6 Richest Countries In The World
The US, China, Japan, Germany, and the UK might have the largest economies in the world, but in order to truly measure the wealth of a country, you need to look at their Gross Domestic Product (GDP). This measurement takes into account average income, export revenue, and value of goods among other factors. A second measurement — Purchasing Power Parity (PPP) examines how the cost of items in one country compares to how much it costs in others. Given all of this, it is clear that merely having a large economy isn’t the only thing that matters, which explains why none of these five aforementioned countries rank among the richest when you factor in average income and quality of life. Don’t get us wrong; there are plenty of folks who can live a comfortable life in, say, Germany, but in terms of relative prosperity, the six countries on this list top all of these economic powers.
Luxembourg might not be easy to find on a map, and you could be forgiven if you get it confused with Liechtenstein, an equally tiny hamlet of a country. When it comes to GDP per capita, no country in the world performs as highly as little Luxembourg, which stands at $120,962. Combine this with ridiculously low inflation (1.1%), low unemployment, and high income, and you’re looking at a model of complete economic stability.
For a large part of its modern history, especially when it was still a part of Malaysia, Singapore was pretty much a backwater. But after they were expelled, their political leadership placed a huge emphasis on economic development. It has certainly paid dividends. In spite of the fact that the country lacks oil and other resources that others on this list possess, the GDP per capita is $101,936. They were among the first countries of the world to realize the technology-based economy is a legitimate path to prosperity. They have also become a hub for financial services both in Asia and even globally. While their government runs things heavy-handedly, they certainly can’t be accused of corruption. Penalties for bribery, for instance, are quite severe.
Qatar was once a tiny fishing village of no economic significance and pretty much no educational system to speak of.
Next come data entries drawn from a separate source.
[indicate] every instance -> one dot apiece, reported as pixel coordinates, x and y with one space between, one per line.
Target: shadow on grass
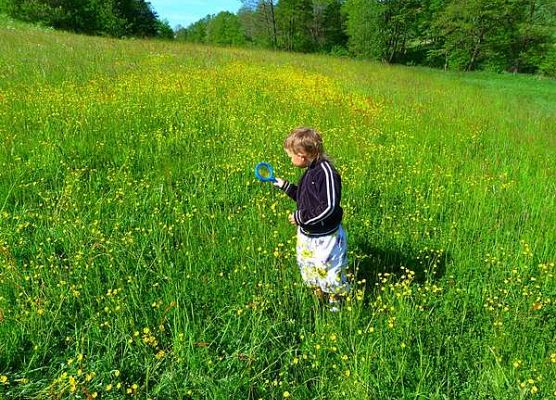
372 262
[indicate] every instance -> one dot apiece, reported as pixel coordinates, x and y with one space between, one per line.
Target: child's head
304 145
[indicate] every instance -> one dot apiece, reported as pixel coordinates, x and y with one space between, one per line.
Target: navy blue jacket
318 195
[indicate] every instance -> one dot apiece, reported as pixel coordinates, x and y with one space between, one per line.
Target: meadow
140 258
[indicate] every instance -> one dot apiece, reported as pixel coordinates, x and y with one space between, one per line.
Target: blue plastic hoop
268 167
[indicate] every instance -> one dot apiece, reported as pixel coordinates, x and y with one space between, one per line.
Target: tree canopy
117 18
499 35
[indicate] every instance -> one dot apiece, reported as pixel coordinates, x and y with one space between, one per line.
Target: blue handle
267 166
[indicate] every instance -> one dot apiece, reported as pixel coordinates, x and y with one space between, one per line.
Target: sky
185 12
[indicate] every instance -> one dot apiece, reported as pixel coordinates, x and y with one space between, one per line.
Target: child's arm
289 188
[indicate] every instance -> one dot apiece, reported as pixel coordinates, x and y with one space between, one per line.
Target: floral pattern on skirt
322 261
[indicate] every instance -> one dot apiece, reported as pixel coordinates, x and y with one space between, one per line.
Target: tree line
116 18
498 35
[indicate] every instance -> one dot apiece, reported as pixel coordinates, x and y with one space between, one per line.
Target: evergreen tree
225 29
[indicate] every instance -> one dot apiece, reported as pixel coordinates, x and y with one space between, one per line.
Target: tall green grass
140 257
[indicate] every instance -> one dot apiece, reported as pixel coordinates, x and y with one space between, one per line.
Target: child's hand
291 218
279 183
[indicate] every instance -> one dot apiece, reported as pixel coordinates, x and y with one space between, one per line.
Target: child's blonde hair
306 141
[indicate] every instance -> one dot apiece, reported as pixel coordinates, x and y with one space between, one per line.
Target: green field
139 257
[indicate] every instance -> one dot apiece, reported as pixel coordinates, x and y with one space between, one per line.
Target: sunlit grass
140 256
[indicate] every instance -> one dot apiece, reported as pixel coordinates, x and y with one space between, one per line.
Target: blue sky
185 12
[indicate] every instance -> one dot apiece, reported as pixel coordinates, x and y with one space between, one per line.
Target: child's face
298 159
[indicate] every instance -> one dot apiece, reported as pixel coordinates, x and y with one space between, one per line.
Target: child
321 241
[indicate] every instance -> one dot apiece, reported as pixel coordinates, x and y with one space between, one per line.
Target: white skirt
322 261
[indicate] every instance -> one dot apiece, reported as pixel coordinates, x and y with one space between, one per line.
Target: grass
140 257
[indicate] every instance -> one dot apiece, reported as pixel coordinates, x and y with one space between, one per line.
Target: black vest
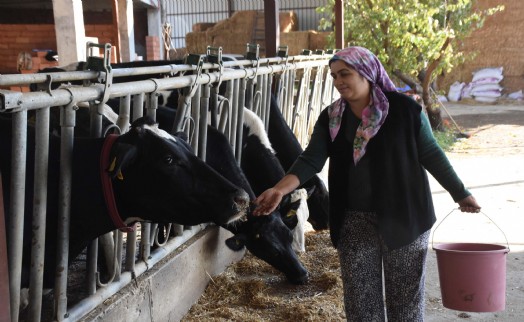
400 189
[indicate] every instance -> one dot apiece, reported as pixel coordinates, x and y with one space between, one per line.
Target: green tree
416 40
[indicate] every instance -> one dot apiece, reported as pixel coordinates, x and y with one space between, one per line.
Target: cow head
157 175
270 238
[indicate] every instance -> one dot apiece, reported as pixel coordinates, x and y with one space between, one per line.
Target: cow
269 238
287 148
153 176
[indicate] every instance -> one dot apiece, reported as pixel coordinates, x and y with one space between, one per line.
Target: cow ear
122 154
290 219
237 242
182 135
310 191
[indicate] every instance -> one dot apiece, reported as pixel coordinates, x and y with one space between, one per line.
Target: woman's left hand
469 204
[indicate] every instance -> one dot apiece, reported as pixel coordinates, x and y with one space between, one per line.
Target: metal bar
196 113
204 116
66 158
138 105
130 251
124 113
16 215
39 213
33 100
91 302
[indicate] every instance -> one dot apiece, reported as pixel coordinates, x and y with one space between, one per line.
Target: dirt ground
491 164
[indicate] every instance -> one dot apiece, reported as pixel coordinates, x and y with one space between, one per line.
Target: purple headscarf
374 115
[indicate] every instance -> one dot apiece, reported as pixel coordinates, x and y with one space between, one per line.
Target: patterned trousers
380 284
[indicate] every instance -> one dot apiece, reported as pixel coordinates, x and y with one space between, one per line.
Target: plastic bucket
472 276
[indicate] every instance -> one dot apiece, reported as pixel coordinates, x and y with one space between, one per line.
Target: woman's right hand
267 202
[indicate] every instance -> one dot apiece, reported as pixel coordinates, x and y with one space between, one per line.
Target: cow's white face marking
159 132
256 127
70 68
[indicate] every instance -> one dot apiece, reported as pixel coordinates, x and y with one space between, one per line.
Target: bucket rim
441 247
491 220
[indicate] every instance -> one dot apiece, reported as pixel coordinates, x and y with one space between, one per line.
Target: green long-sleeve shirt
430 154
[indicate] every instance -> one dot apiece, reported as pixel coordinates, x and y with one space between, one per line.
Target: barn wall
498 43
16 38
173 286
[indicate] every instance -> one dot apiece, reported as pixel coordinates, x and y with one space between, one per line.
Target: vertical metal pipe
39 213
138 106
91 266
130 251
263 100
92 248
269 83
16 215
124 113
204 116
119 246
195 130
236 120
240 118
249 94
213 106
232 112
145 244
152 106
67 118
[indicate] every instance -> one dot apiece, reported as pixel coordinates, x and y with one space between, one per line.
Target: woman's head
366 64
351 85
357 72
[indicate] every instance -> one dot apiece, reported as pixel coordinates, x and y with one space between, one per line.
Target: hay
251 290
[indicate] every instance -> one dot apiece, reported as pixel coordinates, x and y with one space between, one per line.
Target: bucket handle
452 210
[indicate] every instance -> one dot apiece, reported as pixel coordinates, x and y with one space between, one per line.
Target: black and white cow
287 148
269 238
152 175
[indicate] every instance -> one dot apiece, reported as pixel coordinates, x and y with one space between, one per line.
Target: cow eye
168 159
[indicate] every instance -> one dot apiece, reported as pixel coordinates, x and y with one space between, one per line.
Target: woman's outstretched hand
469 204
267 202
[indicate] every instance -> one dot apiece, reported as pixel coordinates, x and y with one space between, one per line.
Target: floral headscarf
374 115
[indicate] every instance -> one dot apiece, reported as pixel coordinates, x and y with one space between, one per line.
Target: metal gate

And then in 1939 it struck oil and everything changed. It really wasn’t until the 1970s that the country really blew up, but when it did, it really put itself on the map. Thanks to lots of foreign investment and prime real estate along the coastline of the Persian Gulf, the country has been able to diversify its economy. The Emir of Qatar, Tamim bin Hamad Al Thani, even owns Saint-Germain, the most famous soccer/football club in Paris. The GDP of Qatar is $93.851.
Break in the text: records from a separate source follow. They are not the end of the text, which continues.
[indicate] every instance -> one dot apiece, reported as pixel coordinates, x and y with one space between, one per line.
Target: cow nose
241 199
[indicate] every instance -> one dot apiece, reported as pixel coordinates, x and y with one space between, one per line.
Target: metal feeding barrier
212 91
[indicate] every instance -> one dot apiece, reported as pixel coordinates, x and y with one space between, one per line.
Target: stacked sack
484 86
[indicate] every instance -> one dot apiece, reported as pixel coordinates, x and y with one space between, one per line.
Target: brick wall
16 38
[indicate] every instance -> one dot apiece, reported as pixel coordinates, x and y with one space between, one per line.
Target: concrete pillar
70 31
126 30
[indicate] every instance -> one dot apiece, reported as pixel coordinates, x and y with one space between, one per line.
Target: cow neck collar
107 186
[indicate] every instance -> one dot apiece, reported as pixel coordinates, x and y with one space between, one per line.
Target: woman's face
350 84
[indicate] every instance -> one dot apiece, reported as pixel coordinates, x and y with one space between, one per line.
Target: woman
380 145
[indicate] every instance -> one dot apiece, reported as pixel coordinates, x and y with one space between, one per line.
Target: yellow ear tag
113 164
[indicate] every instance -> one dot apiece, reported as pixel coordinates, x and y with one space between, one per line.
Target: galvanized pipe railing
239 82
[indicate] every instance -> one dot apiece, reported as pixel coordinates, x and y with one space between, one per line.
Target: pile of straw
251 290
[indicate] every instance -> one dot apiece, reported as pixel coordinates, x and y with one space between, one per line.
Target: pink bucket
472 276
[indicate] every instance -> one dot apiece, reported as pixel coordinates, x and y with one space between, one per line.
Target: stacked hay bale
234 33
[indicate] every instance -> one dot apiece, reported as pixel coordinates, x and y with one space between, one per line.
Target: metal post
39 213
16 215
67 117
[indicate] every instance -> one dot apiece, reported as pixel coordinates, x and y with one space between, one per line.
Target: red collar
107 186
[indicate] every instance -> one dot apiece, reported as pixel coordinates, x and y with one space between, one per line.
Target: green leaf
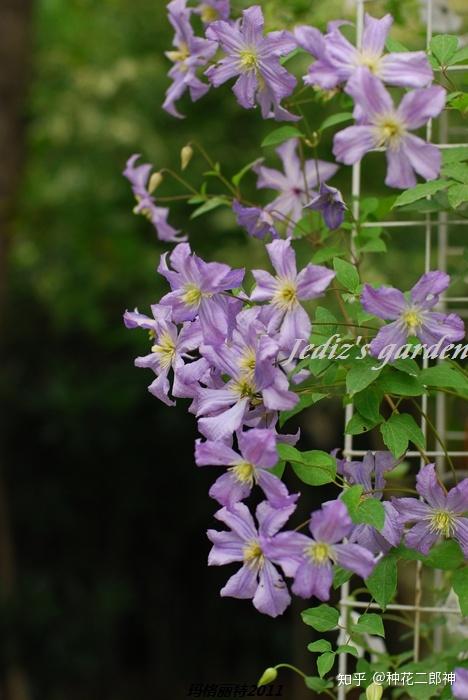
369 623
371 512
367 404
460 586
236 179
444 375
346 274
398 431
320 645
392 382
281 135
420 191
458 194
443 48
335 119
360 376
316 684
209 205
323 618
313 467
325 662
382 583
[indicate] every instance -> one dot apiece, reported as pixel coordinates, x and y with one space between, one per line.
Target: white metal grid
441 226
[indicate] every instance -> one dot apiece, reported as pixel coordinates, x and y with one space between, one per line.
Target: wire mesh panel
436 234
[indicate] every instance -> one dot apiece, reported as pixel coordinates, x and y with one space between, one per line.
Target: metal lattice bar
441 225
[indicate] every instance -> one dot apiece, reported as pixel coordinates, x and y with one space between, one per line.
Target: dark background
105 592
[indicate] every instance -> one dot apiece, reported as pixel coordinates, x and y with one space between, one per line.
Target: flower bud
155 181
374 691
185 156
269 675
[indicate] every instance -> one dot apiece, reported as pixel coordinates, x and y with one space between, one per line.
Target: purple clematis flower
287 289
381 125
370 474
255 381
257 578
330 202
139 176
255 59
460 687
212 10
257 456
412 317
191 53
309 561
295 186
338 58
258 222
169 350
441 514
197 289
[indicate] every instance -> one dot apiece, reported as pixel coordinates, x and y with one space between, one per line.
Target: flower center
166 349
253 555
248 59
244 473
390 130
370 60
285 296
443 522
319 553
412 320
181 55
208 13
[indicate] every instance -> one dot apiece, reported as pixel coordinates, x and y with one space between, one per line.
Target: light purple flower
440 514
460 687
338 58
139 176
197 288
296 185
330 202
255 59
258 455
258 223
255 382
412 317
370 475
383 125
257 579
310 561
287 289
212 10
169 349
191 53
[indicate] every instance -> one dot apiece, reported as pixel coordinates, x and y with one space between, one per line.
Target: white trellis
436 243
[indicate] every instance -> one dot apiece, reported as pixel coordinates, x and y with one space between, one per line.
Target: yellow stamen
244 473
253 555
248 59
319 553
443 522
166 348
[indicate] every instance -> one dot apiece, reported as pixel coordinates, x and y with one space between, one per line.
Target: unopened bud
155 181
185 156
374 691
269 676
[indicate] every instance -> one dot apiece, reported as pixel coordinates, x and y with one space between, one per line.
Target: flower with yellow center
166 349
285 296
319 553
253 555
443 522
244 473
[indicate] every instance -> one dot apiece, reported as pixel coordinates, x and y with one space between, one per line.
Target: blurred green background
105 590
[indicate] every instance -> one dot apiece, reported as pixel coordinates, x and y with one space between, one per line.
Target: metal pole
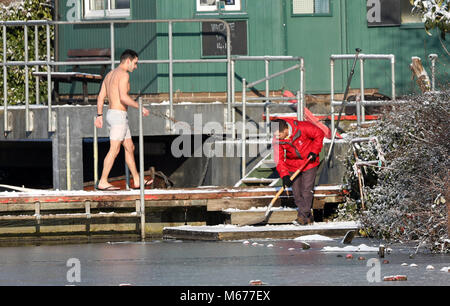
95 144
170 74
433 58
127 176
5 85
68 169
393 77
36 54
141 170
332 96
27 83
113 55
244 92
360 112
266 62
49 82
233 99
302 89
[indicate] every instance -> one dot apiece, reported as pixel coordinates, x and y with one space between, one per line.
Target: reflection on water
211 263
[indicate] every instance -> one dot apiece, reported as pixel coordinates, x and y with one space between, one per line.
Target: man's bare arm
123 91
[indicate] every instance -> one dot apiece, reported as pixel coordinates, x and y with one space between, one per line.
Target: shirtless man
115 87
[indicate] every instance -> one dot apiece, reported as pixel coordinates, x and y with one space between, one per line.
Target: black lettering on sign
383 13
214 38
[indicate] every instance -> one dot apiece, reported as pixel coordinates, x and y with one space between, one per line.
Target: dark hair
128 54
278 125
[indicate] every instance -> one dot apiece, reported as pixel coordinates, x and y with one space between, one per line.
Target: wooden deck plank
230 232
276 217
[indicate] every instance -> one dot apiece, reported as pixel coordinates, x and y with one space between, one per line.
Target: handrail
245 86
50 63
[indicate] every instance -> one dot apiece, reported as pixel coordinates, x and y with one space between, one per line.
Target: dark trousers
302 188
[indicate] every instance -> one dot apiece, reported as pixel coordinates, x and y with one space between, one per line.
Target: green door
315 30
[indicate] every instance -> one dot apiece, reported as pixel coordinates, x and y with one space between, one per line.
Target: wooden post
423 80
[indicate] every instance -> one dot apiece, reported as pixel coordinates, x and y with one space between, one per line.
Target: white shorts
118 124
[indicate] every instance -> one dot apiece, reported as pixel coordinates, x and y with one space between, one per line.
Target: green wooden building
312 29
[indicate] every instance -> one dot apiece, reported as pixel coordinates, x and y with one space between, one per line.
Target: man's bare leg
129 159
114 150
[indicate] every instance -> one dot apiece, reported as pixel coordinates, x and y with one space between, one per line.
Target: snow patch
350 248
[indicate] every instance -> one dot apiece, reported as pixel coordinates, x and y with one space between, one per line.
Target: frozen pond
189 263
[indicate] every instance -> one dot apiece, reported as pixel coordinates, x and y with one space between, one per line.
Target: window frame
417 23
329 14
108 12
237 7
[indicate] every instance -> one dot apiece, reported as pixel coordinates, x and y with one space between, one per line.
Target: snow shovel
264 219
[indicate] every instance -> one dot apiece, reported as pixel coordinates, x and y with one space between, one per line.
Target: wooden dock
47 214
233 232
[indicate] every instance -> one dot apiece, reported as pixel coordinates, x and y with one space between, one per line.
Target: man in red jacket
294 143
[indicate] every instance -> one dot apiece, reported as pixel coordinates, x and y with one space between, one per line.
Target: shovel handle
293 176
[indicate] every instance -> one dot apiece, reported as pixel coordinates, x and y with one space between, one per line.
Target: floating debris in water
395 278
257 282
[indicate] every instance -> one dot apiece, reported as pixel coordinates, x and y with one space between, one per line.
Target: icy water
187 263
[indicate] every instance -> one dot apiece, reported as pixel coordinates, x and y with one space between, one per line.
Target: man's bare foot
146 183
105 186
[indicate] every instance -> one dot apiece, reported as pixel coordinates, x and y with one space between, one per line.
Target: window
301 7
215 5
407 15
106 8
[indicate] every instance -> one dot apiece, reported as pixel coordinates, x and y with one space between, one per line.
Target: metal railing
360 112
51 64
300 95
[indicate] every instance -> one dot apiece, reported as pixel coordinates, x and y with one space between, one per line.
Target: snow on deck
347 225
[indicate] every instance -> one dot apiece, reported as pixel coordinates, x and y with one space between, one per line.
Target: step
232 232
256 180
278 215
268 164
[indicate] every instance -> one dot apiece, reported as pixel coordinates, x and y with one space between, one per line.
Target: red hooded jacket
292 153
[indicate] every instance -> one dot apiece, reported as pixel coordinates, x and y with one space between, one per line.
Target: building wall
272 30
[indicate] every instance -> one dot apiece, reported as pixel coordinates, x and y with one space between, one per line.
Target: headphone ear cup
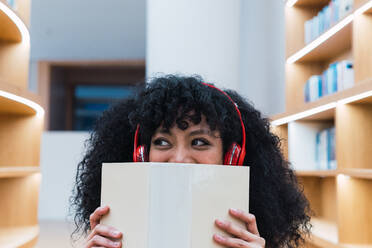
141 154
232 155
Think about this: for most of its history, Ireland was under British colonial dominion. But these days, economically speaking, the Emerald Isle has surpassed the country that once ruled over them. Its GDP is $83,812. One of the keys to their success has been the country’s low corporate tax rates. As a result, many of the world’s biggest countries have set up shop there. Even in times when the world as a whole struggle economically, Ireland does pretty well for itself. Manufacturing, agriculture and tourism are the country’s biggest industries, and the Dublin-based Guinness is a mighty fine beer if we do say so ourselves.
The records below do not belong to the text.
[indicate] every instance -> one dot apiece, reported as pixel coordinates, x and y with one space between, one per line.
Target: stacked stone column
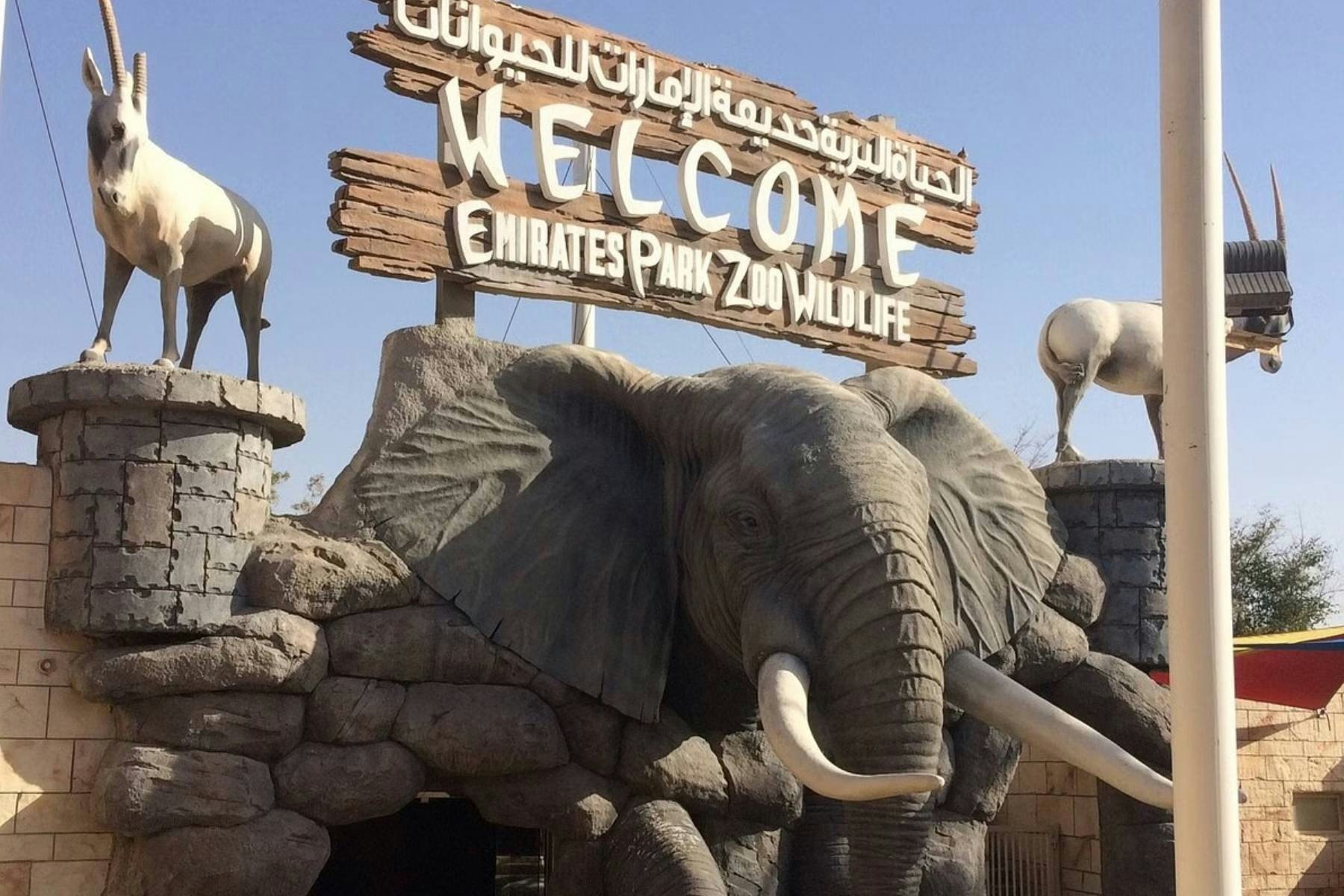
161 480
1116 514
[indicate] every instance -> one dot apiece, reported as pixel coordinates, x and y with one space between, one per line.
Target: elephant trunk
880 689
878 679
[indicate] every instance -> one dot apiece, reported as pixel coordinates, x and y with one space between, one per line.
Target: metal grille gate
1021 862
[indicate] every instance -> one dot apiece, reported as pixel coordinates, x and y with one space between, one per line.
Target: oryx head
117 120
1275 257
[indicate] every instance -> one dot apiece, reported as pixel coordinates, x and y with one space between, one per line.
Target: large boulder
759 788
144 790
1048 648
354 711
1078 590
421 644
480 729
593 732
1121 703
344 785
986 761
670 761
747 855
265 650
954 859
262 726
279 855
293 568
570 802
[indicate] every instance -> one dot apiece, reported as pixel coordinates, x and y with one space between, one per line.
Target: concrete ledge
139 386
1102 474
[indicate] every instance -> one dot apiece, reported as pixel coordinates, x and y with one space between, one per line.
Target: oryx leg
168 289
1071 382
116 274
201 301
1155 417
249 294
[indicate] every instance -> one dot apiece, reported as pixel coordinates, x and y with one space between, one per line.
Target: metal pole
1195 435
585 316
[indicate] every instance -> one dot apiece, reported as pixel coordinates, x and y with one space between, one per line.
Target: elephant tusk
1001 702
783 694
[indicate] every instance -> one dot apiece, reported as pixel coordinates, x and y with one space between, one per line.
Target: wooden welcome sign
465 220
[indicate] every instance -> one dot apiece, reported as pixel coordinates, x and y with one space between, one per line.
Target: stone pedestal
1116 512
161 480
Switzerland is known for five things: neutrality, watches, mountains that are sufficiently skiable, cheese with holes, and the fact that the country completely shuts down on weekends. This is no joke. If you ever arrive in Geneva on a Friday, you better buy your groceries the moment you arrive, because otherwise you’re out of luck if, like most of us, you happen to get hungry in the following two days. The GDP over there is $70,276.
United Arab Emirates
The history of the UAE pretty much mirrors that of Qatar’s, although Dubai is at least marginally more interesting to visit compared to Doha. UAE is like Las Vegas without the sin…at least outwardly. The folks who live in the UAE are well known for their extravagant spending and…tiger and gold car ownership? What else are you to do when the country provides each citizen with free housing and a fat $5,000 check every month? GDP is nearly $70,000.